A couple of weeks ago, I received a Kobo Aura HD for review. Clicking on the link will take you to the Ottawa Sun tech gadgets section where you can find the review.
One of the things I didn’t really comment on in the review is the pricing of the Kobo.
I think it’s a great device but I’m not sure what it’s competing with. Here are the Kobo products with their regular prices as listed at the Kobo website.
Arc: $199 (tablet)
There are regular sales. I’ve seen the Glo for $99 and the mini for $39.
The Glo competes with the Kindle Paperwhite. The Touch competes with the Kindle Touch. The mini is by itself and probably aims to capture a small segment of the market that doesn’t mind reading on a small device or is looking for a second device for travel.
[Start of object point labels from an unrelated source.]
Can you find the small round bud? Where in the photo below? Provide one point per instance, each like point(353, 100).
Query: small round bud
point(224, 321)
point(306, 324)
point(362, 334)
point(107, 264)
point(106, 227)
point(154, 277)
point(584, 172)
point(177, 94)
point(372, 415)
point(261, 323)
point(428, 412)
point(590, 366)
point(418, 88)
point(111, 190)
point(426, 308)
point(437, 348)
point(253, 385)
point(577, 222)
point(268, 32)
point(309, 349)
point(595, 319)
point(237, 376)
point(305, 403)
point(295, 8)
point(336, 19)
The Arc competes with the Kindle Fire and Google’s tablet. So that leaves the Aura. What similar device is it competing with? As far as a I can tell, the Aura is $20 more than the Glo and the only real obvious difference is the HD. The HD is noticeable. Screen resolution is beautiful, but we’re still talking black and white text. Is it really much better than the Glo? Yes, the Aura has more storage than the Glo, a little more screen space. But is the reading experience that much better than you should spend an extra $40?
If you want HD, a zippy processor and good storage space, why not spend $30 more and get the Arc? Yes, it’s a little thicker and heavier but still more than manageable as an e-reader. And if you want to read newspapers or magazines on your e-reader, you’ll get them in full colour. You want to check e-mail, it’s a lot easier on the Arc than it is on the Aura.
At the end of the day, if money isn’t an issue, and all you want is an e-reader, I think the Kobo Aura is the best device. But for a lot of people, money is an issue.
I like that Kobo has products that can compete with Kindle and Sony. They match up quite well. As I wrote in my review, if I needed a new e-reader, I’d buy the Kobo. I’m just not sure what it’s competing with. Perhaps that’s what Kobo wanted — a device in its own category.